Another related approach that I am less familiar with is Adaptive Path Sampling and Continuous Tempering - this shares some similarities with the continuously tempered HMC approach, but has a clever adaptive strategy for tuning the marginal distribution on the inverse temperature variable that (I think) helps address the issue I allude to above. @yuling may be able to give more details! Example code using Stan within this framework is available at GitHub - yao-yl/path-tempering: continuous tempering by path sampling.

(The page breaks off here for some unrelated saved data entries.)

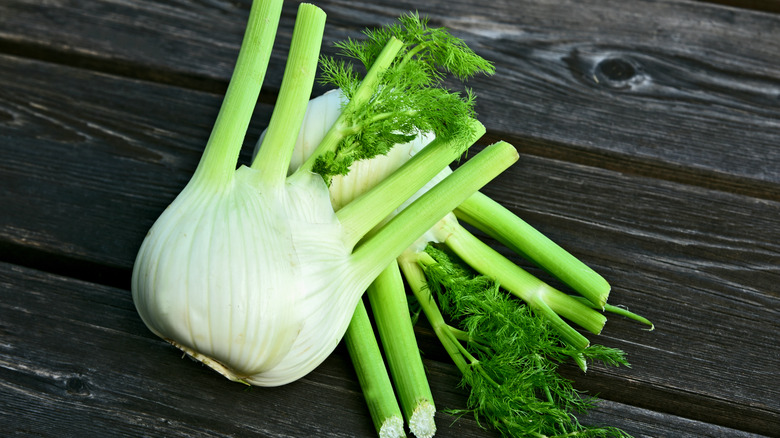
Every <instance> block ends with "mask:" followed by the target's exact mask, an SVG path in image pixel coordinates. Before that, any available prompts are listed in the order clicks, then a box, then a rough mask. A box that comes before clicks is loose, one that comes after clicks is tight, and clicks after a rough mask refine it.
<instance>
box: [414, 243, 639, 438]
mask: <svg viewBox="0 0 780 438" xmlns="http://www.w3.org/2000/svg"><path fill="white" fill-rule="evenodd" d="M451 257H452V256H450V255H447V254H446V253H444V252H443V251H440V250H437V249H436V248H433V247H430V246H429V247H428V249H426V251H425V252H420V253H414V252H407V253H405V254H404V255H402V257H401V259H400V260H402V261H401V262H400V264H401V267H402V270H403V271H404V272H405V274H406V278H407V280H408V281H409V284H410V287H411V289H412V291H413V293H414V295H415V297H416V298H417V300H418V302H419V303H420V305H421V306H422V309H423V312H424V313H425V315H426V317H427V318H428V320H429V321H430V323H431V325H432V326H433V328H434V332H435V333H436V335H437V336H438V337H439V339H440V341H441V342H442V345H443V346H444V347H445V350H446V351H447V352H448V353H449V355H450V356H451V358H452V359H453V361H454V363H455V364H456V366H457V367H458V369H459V370H460V371H461V373H462V374H463V382H464V384H465V385H467V386H468V387H469V388H471V392H470V396H469V399H468V407H467V409H464V410H454V411H453V413H456V414H464V413H472V414H473V415H475V417H476V419H477V421H480V422H483V421H486V422H487V423H488V424H490V425H491V426H492V427H494V428H496V429H497V430H499V431H500V432H501V433H502V434H504V435H505V436H517V437H520V436H537V437H568V436H578V437H607V436H615V437H625V436H627V435H626V434H625V433H624V432H623V431H621V430H619V429H615V428H611V427H590V426H583V425H581V424H580V423H579V422H578V421H577V419H576V417H575V416H574V414H575V413H578V412H585V411H587V410H588V409H590V408H591V407H592V406H593V401H594V400H593V399H591V398H588V397H585V396H583V395H582V394H580V393H579V392H577V391H576V390H575V389H574V388H573V387H572V385H571V382H570V381H568V380H567V379H564V378H562V377H561V376H560V375H559V374H558V373H557V366H558V364H559V363H562V362H564V361H565V360H566V359H571V358H575V359H577V358H580V357H582V358H585V359H590V360H598V361H601V362H603V363H605V364H608V365H628V363H627V362H626V361H625V358H624V356H623V353H622V352H621V351H619V350H615V349H610V348H604V347H601V346H597V347H591V348H588V349H585V350H580V349H578V348H573V347H571V346H569V345H567V344H565V343H561V342H560V340H559V338H558V336H557V335H555V333H556V332H555V331H554V330H551V328H550V327H549V322H548V321H547V320H546V319H545V318H543V317H540V316H538V315H536V314H534V313H533V312H531V311H530V309H529V307H528V306H524V305H520V304H519V302H518V301H516V300H513V299H511V297H510V296H509V295H508V294H507V293H506V292H505V291H502V290H500V287H499V285H498V283H497V282H496V281H495V280H493V279H490V278H488V277H485V276H481V275H475V274H473V273H471V272H470V271H469V270H467V269H465V268H464V267H462V266H461V265H460V264H459V262H455V261H454V259H452V258H451ZM437 302H438V303H439V305H438V306H437ZM439 306H441V310H440V309H439ZM442 312H444V313H446V314H447V315H449V316H450V318H452V319H453V320H454V321H455V322H456V323H457V324H458V325H459V326H460V327H462V329H463V330H461V329H457V328H454V327H452V326H450V325H448V324H447V323H446V322H445V319H444V317H443V315H442Z"/></svg>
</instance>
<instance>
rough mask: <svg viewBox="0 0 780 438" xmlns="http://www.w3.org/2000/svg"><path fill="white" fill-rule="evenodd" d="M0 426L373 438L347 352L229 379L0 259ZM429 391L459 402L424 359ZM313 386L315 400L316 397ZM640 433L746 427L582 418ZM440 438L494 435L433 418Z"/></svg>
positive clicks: (23, 434) (643, 411)
mask: <svg viewBox="0 0 780 438" xmlns="http://www.w3.org/2000/svg"><path fill="white" fill-rule="evenodd" d="M0 321H1V323H0V333H1V334H2V340H3V342H2V343H0V391H1V392H0V431H2V432H3V433H4V434H8V435H12V436H39V437H90V436H104V434H105V432H106V431H111V436H117V437H138V436H170V437H228V436H264V437H300V436H318V437H371V436H374V431H373V425H372V424H371V421H370V419H369V417H368V414H367V412H366V408H365V405H364V402H363V399H362V394H361V393H360V388H359V387H358V385H357V381H356V378H355V376H354V374H353V373H352V372H351V368H350V367H349V364H348V360H347V359H346V358H345V357H344V352H343V351H338V352H337V353H336V354H334V355H332V356H331V357H330V358H329V359H328V360H327V361H326V362H325V363H324V364H323V365H321V366H320V367H319V368H317V369H316V370H315V371H314V372H313V373H312V374H310V375H308V376H307V377H305V378H303V379H301V380H299V381H297V382H295V383H293V384H290V385H286V386H284V387H281V388H252V389H247V388H246V387H244V386H242V385H240V384H236V383H232V382H229V381H227V380H226V379H224V378H222V377H221V376H219V375H218V374H216V373H214V372H212V371H210V370H208V369H206V368H205V367H203V366H201V365H199V364H197V363H195V362H193V361H190V360H187V359H183V358H182V357H181V354H180V353H179V352H178V351H177V350H175V349H174V348H173V347H171V346H169V345H168V344H166V343H165V342H163V341H162V340H159V339H157V338H155V337H154V336H153V335H152V334H151V333H149V332H148V330H147V329H146V327H145V326H144V325H143V323H142V322H141V320H140V318H139V317H138V315H137V314H136V312H135V308H134V307H133V303H132V300H131V299H130V295H129V293H128V292H127V291H126V290H121V289H113V288H109V287H105V286H100V285H97V284H90V283H85V282H81V281H76V280H73V279H70V278H66V277H59V276H55V275H52V274H48V273H44V272H39V271H34V270H29V269H25V268H20V267H17V266H13V265H7V264H2V263H0ZM426 365H427V366H428V374H429V376H430V380H431V385H432V388H433V392H434V396H435V397H436V399H437V400H438V402H437V403H438V404H439V406H440V407H443V408H447V407H449V408H457V407H460V406H462V405H463V403H464V394H463V393H462V392H461V391H458V390H456V387H455V384H456V382H457V377H456V376H455V373H456V372H457V371H456V369H455V368H454V366H452V365H443V364H440V363H437V362H430V361H429V362H427V363H426ZM313 394H316V396H312V395H313ZM588 420H589V421H592V422H596V423H602V422H603V423H608V424H613V425H617V426H621V427H624V428H625V429H626V430H627V431H629V432H633V433H634V434H635V436H636V437H637V438H640V437H651V436H652V437H658V436H676V437H684V438H687V437H716V436H731V437H750V436H753V435H751V434H748V433H744V432H740V431H737V430H730V429H728V428H723V427H718V426H713V425H708V424H704V423H698V422H695V421H691V420H686V419H684V418H679V417H675V416H672V415H664V414H658V413H653V412H650V411H647V410H644V409H638V408H632V407H630V406H624V405H621V404H619V403H614V402H605V403H602V404H601V405H600V406H599V407H598V409H596V410H594V411H593V412H592V413H591V415H590V416H589V417H587V418H586V419H584V420H583V421H588ZM437 424H438V427H439V431H438V433H437V435H436V436H440V437H491V436H496V435H495V434H494V433H492V432H490V431H487V430H484V429H481V428H479V427H478V426H477V425H476V423H475V422H474V421H473V420H472V419H470V418H468V417H462V418H460V419H457V420H456V419H455V418H453V417H451V416H448V415H446V414H442V413H438V414H437Z"/></svg>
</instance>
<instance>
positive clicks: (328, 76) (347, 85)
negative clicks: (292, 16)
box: [304, 13, 494, 181]
mask: <svg viewBox="0 0 780 438" xmlns="http://www.w3.org/2000/svg"><path fill="white" fill-rule="evenodd" d="M364 34H365V36H366V37H367V38H366V39H365V40H360V41H357V40H352V39H348V40H346V41H343V42H340V43H337V44H336V47H337V48H338V49H339V54H340V55H341V56H343V57H346V58H351V59H354V60H357V61H359V62H360V63H362V65H363V67H365V69H366V74H365V75H362V74H360V73H359V72H358V71H356V70H355V69H354V68H353V67H352V63H350V62H345V60H344V59H339V58H335V57H327V56H323V57H321V59H320V68H321V71H322V73H321V82H322V83H323V84H328V85H332V86H335V87H338V88H340V89H341V90H342V92H343V93H344V95H345V97H346V98H347V103H346V104H345V105H344V108H343V109H342V112H341V115H340V116H339V118H338V120H337V121H336V122H335V123H334V125H333V127H332V128H331V129H330V131H329V132H328V134H327V135H326V137H325V139H324V140H323V142H322V143H321V148H319V149H318V151H315V153H313V154H312V157H316V158H314V159H312V160H310V162H307V163H304V167H307V166H310V167H311V170H312V171H314V172H316V173H319V174H320V175H322V176H323V178H324V179H325V181H329V178H330V177H331V176H333V175H344V174H346V173H347V172H348V171H349V166H350V165H351V164H352V163H353V162H355V161H358V160H364V159H369V158H372V157H374V156H377V155H383V154H386V153H387V152H388V151H389V150H390V149H391V148H392V147H393V146H395V145H396V144H399V143H406V142H409V141H411V140H412V139H414V138H415V137H416V136H417V135H419V134H421V133H433V134H435V136H436V138H441V139H446V140H455V139H459V140H466V139H468V138H470V137H472V136H473V134H474V133H473V130H474V123H473V120H474V119H475V118H476V114H475V111H474V94H473V93H472V92H471V90H469V89H465V91H464V92H463V93H457V92H452V91H450V90H447V89H445V88H443V81H444V79H445V78H446V77H447V76H448V75H452V76H454V77H456V78H458V79H460V80H466V79H468V78H470V77H472V76H474V75H476V74H479V73H482V74H492V73H493V71H494V67H493V65H492V64H491V63H490V62H489V61H487V60H485V59H484V58H482V57H480V56H479V55H477V54H476V53H474V52H473V51H472V50H471V49H470V48H469V47H467V46H466V44H465V43H464V42H463V41H462V40H461V39H459V38H457V37H455V36H453V35H451V34H450V33H449V32H447V31H446V30H445V29H442V28H431V27H429V26H428V20H427V19H426V18H422V17H420V16H419V15H418V14H416V13H415V14H407V15H404V16H402V17H400V18H399V19H398V22H397V23H394V24H392V25H389V26H386V27H383V28H381V29H375V30H367V31H365V32H364ZM469 144H470V143H469Z"/></svg>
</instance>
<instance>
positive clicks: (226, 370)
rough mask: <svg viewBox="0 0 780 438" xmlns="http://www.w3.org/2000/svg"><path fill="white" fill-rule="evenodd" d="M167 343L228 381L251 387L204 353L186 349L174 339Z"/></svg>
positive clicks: (226, 368)
mask: <svg viewBox="0 0 780 438" xmlns="http://www.w3.org/2000/svg"><path fill="white" fill-rule="evenodd" d="M165 340H166V341H168V342H170V343H171V345H173V346H174V347H176V348H178V349H179V350H181V351H183V352H184V353H186V354H187V356H189V357H191V358H193V359H195V360H197V361H198V362H200V363H202V364H203V365H206V366H208V367H209V368H211V369H212V370H214V371H216V372H218V373H220V374H222V375H223V376H225V377H227V378H228V379H230V380H232V381H234V382H239V383H243V384H244V385H249V383H248V382H247V381H246V380H244V379H245V378H246V377H241V376H238V375H236V374H235V373H234V372H233V371H231V370H230V368H228V367H226V366H225V365H223V364H222V363H221V362H219V361H217V360H214V359H212V358H210V357H208V356H206V355H204V354H202V353H198V352H197V351H195V350H193V349H192V348H189V347H185V346H184V345H181V344H179V343H178V342H176V341H174V340H172V339H165Z"/></svg>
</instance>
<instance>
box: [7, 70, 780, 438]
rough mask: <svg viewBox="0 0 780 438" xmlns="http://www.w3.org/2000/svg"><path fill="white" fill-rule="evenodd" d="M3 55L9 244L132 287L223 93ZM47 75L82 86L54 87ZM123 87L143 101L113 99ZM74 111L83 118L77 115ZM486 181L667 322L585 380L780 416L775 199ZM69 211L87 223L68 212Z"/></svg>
mask: <svg viewBox="0 0 780 438" xmlns="http://www.w3.org/2000/svg"><path fill="white" fill-rule="evenodd" d="M5 61H6V62H5V64H6V65H9V66H11V68H10V69H8V70H6V71H8V74H9V76H10V77H9V78H7V79H6V80H5V83H4V86H6V87H7V89H15V90H17V92H15V93H11V95H12V96H19V97H18V98H16V99H13V98H11V99H8V100H7V101H6V102H7V103H6V104H8V102H10V103H11V104H12V105H8V106H7V107H6V109H5V111H6V112H7V113H8V114H11V115H12V116H13V117H8V118H7V120H9V123H7V124H5V125H4V130H3V135H4V136H5V138H7V139H12V140H13V141H11V142H9V143H7V145H12V146H11V147H8V146H6V148H5V150H4V151H5V152H6V157H7V159H6V160H5V163H3V164H2V166H5V167H2V168H0V170H2V171H1V172H0V175H3V178H9V177H11V176H13V177H14V178H18V179H14V180H12V181H11V182H12V183H11V184H8V183H4V184H3V185H4V186H6V187H7V188H8V190H6V191H4V193H3V195H2V196H4V199H3V203H4V205H10V206H12V207H11V208H10V209H6V211H5V217H4V219H5V222H4V224H3V234H2V236H0V237H2V239H3V242H4V245H5V246H6V247H7V248H9V249H10V250H15V249H18V248H30V247H36V248H38V249H39V251H40V253H41V254H40V256H41V257H42V258H50V259H52V260H54V262H52V263H50V264H51V265H53V264H55V262H57V261H59V260H67V259H87V260H90V261H92V263H94V264H98V263H102V264H103V265H113V266H115V267H116V268H117V275H121V276H123V279H118V280H117V283H120V284H121V282H122V281H126V279H127V278H129V270H130V267H131V266H132V262H133V259H134V256H135V251H136V250H137V246H138V245H139V244H140V241H141V240H142V239H143V236H144V235H145V233H146V231H147V229H148V227H149V226H150V225H151V223H152V222H153V221H154V219H155V218H156V217H157V215H158V214H159V212H160V211H161V210H162V209H163V208H164V207H165V205H167V203H168V202H170V201H171V200H172V199H173V197H174V196H175V195H176V193H177V191H178V190H179V189H180V188H181V186H183V184H184V183H185V182H186V180H187V177H188V175H189V174H190V172H191V171H192V169H193V168H194V166H195V164H196V163H197V160H198V157H199V153H200V150H201V146H199V143H200V142H201V141H202V139H203V138H205V136H206V135H207V133H208V128H207V126H208V123H209V120H211V119H212V118H213V116H214V114H213V109H212V108H211V105H214V106H216V105H217V104H218V99H217V98H216V96H213V95H209V94H206V93H201V92H195V91H187V90H183V89H178V88H172V87H164V86H158V85H155V84H150V83H145V82H138V81H133V80H127V79H122V78H117V77H110V76H105V75H102V74H93V73H90V72H87V71H83V70H79V69H73V68H66V67H61V66H56V65H48V64H42V63H40V62H36V61H25V60H19V59H16V58H13V59H6V60H5ZM47 77H52V78H53V77H56V78H57V83H58V84H66V85H67V84H70V85H71V86H65V87H61V86H58V87H54V88H52V87H47V86H46V83H47V82H48V81H47V80H46V78H47ZM11 78H14V79H13V80H12V79H11ZM19 78H26V79H19ZM78 83H89V84H92V85H93V86H94V88H92V89H91V91H89V90H88V91H79V92H77V93H78V94H77V95H75V96H71V95H68V94H67V93H76V91H70V92H68V91H67V90H84V87H83V86H78V85H77V84H78ZM31 90H38V91H37V95H36V96H35V97H34V98H30V96H31V95H32V93H30V91H31ZM107 91H110V93H109V94H108V95H107V94H106V92H107ZM63 93H64V94H63ZM113 93H116V95H113ZM118 95H128V96H132V97H131V98H127V99H125V100H124V101H123V103H122V105H121V106H117V105H113V104H111V103H110V102H111V101H112V99H114V98H116V97H117V96H118ZM21 96H27V98H22V97H21ZM155 102H158V103H159V102H162V103H163V104H158V105H155ZM75 103H77V105H76V104H75ZM67 104H74V105H76V106H74V107H72V108H69V107H62V106H61V105H67ZM57 105H60V107H59V108H58V107H57ZM78 107H84V108H82V109H78ZM55 108H57V109H58V110H57V111H55V110H54V109H55ZM75 111H78V113H79V114H80V115H81V116H80V118H79V119H78V121H76V120H75V119H73V118H72V117H70V116H69V115H70V114H72V113H74V112H75ZM183 114H186V116H182V115H183ZM263 114H267V111H266V112H263V111H261V112H260V117H262V116H263ZM171 118H173V119H174V120H170V119H171ZM165 126H168V127H167V128H166V127H165ZM171 130H173V131H171ZM256 130H257V129H255V131H256ZM120 134H121V135H120ZM74 138H75V139H78V141H77V142H76V145H75V147H74V144H73V141H69V139H74ZM45 157H53V158H45ZM166 157H167V159H166ZM41 160H43V161H41ZM94 163H100V166H94ZM18 169H24V170H25V172H19V171H18ZM55 175H56V178H55V177H54V176H55ZM6 182H7V181H6ZM485 192H486V193H487V194H489V195H490V196H492V197H494V198H495V199H499V200H501V201H502V202H503V203H504V204H505V205H506V206H507V207H508V208H510V209H512V210H513V211H516V212H517V213H518V214H519V215H521V217H524V218H525V219H526V220H528V221H529V222H531V223H532V224H534V225H536V226H537V227H539V228H540V229H541V230H542V231H543V232H544V233H545V234H547V235H549V236H550V237H552V238H553V239H554V240H556V241H558V242H561V243H562V244H564V246H565V247H567V248H568V249H570V250H571V251H572V252H573V253H574V254H575V255H577V256H579V257H581V258H582V259H583V260H585V261H587V262H588V263H589V264H590V265H592V266H593V267H594V268H596V269H597V270H598V271H600V272H602V273H604V275H605V276H606V277H607V278H608V279H609V280H610V281H611V282H612V283H613V284H614V285H615V290H614V292H613V294H612V297H611V301H612V302H614V303H620V304H627V305H629V306H630V307H631V308H632V309H634V310H635V311H638V312H640V313H642V314H645V315H647V316H648V317H650V318H651V319H652V320H653V321H654V322H655V323H656V324H657V326H658V329H657V330H656V331H654V332H651V333H647V332H644V331H642V330H641V329H640V328H639V327H638V326H636V325H633V324H628V323H626V322H624V321H621V320H620V319H616V320H615V321H614V322H613V321H611V322H610V323H609V325H608V326H607V330H606V331H605V332H604V335H603V336H602V338H600V342H603V343H607V344H608V345H611V346H617V347H620V348H622V349H624V350H626V351H627V352H628V353H629V355H630V358H631V360H632V362H633V363H634V364H636V366H635V368H633V369H630V370H629V369H622V370H607V369H600V368H594V369H593V370H591V372H590V373H589V374H588V375H587V376H581V375H578V374H576V373H573V374H572V377H573V378H575V379H576V381H577V382H578V383H579V384H581V385H582V387H583V388H586V389H590V390H592V391H594V392H598V393H600V394H601V395H602V396H603V397H606V398H608V399H610V400H615V401H619V402H622V403H625V404H633V405H635V406H638V407H642V408H647V409H653V410H658V411H663V412H669V413H673V414H677V415H682V416H685V417H688V418H692V419H698V420H701V421H706V422H713V423H716V424H721V425H725V426H728V427H733V428H737V429H744V430H748V431H756V432H763V433H768V432H769V431H771V430H774V429H775V428H777V427H779V426H780V424H778V423H777V420H776V418H777V417H776V415H778V414H780V406H778V404H777V402H776V400H778V399H780V393H778V387H777V386H776V385H766V382H765V379H766V378H767V377H771V376H773V375H774V376H776V375H777V374H776V367H777V365H778V358H777V357H773V356H772V355H767V353H766V346H767V345H771V344H772V342H773V341H774V333H776V330H777V329H778V325H777V322H776V321H777V316H778V315H777V313H778V298H779V297H778V294H777V291H776V288H775V285H776V283H777V279H778V277H779V276H780V275H779V274H780V272H778V266H780V257H778V254H780V247H778V242H780V234H779V233H780V204H779V203H777V202H773V201H768V200H761V199H756V198H745V197H743V196H740V195H735V194H729V193H724V192H718V191H711V190H707V189H703V188H699V187H693V186H684V185H679V184H676V183H672V182H668V181H663V180H657V179H651V178H644V177H637V176H635V175H630V174H622V173H619V172H614V171H611V170H604V169H597V168H591V167H588V166H583V165H581V164H577V163H567V162H562V161H557V160H551V159H548V158H544V157H535V156H528V155H524V156H523V157H522V159H521V161H520V162H519V163H518V164H517V165H515V166H513V167H512V168H510V170H509V171H508V172H507V173H505V174H504V175H502V176H501V177H499V178H498V179H497V180H496V181H494V182H493V183H491V184H490V185H489V186H488V187H487V188H486V190H485ZM17 199H25V200H26V201H25V203H23V204H19V203H14V202H13V201H14V200H17ZM626 200H631V202H626ZM52 211H55V212H56V214H52V213H51V212H52ZM74 217H79V218H80V220H78V221H73V220H63V218H74ZM40 230H45V232H46V233H45V234H43V233H41V232H40ZM510 256H511V255H510ZM5 258H6V259H7V260H11V261H15V260H14V256H13V255H12V254H6V255H5ZM101 260H102V262H101ZM84 274H85V275H95V274H94V273H89V272H85V273H84ZM436 359H437V360H443V361H445V360H446V359H445V358H443V357H441V358H436ZM637 393H642V394H643V396H642V397H641V398H639V399H638V398H637Z"/></svg>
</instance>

An alternative class of Monte Carlo methods which are often well suited to working with multimodal distributions are sequential Monte Carlo samplers (SMCS) - the recent paper An invitation to sequential Monte Carlo samplers by Dai et al. is a very nice and comprehensive introduction. SMCS methods involve sequentially updating an ensemble of particles, on each iteration generating an approximation to one of a sequence of target distributions. Each iteration requires updating each particle by applying a Markov transition leaving the current target distribution in the sequence invariant, computing weights for the particles based on the ratio of their densities under the current and previous target distributions, and then resampling the ensemble based on these weights. The sequence of target distributions can be specified to correspond to a ‘tempering’ like scheme which geometrically bridges from a base distribution to a target posterior distribution of interest, but other ‘paths’ of distributions can also be used - for example by sequentially introducing likelihood terms corresponding to individual observations.

The Markov transitions leaving each target distribution in the path invariant can use dynamic HMC algorithms such as that implemented in Stan, an in fact there is an example in the invitation to SMCS paper of using Stan within a SMCS to target the posterior distribution of a susceptible-infected-recovered ordinary differential equation model (code available at GitHub - pierrejacob/smcsamplers). By requiring an ensemble of particles to be simulated SMCS methods can be somewhat computationally expensive compared to running a few chains with a standard MCMC method, but compared to the simulated / continuous tempering approaches described above, they are often much more robust to mismatch between the base and target distributions used, particularly if an adaptive scheme is used for choosing the next distribution on the path to use based on maintaining an lower bound on the estimated effective sample size.


matt: very nice summary!
just to echo matt on “adaptive path sampling”: it uses nuts x tempering with a continuous temperature. The linked GitHub link has a semi-automated implantation, which basically runs an augmented stan file iteratively.

I would also add another practical solution is stacking of multiple chains, which is to sample each mode and then average over them.


Potentially also relevant:


Thanks to all of you, this gives me a lot of approaches to try!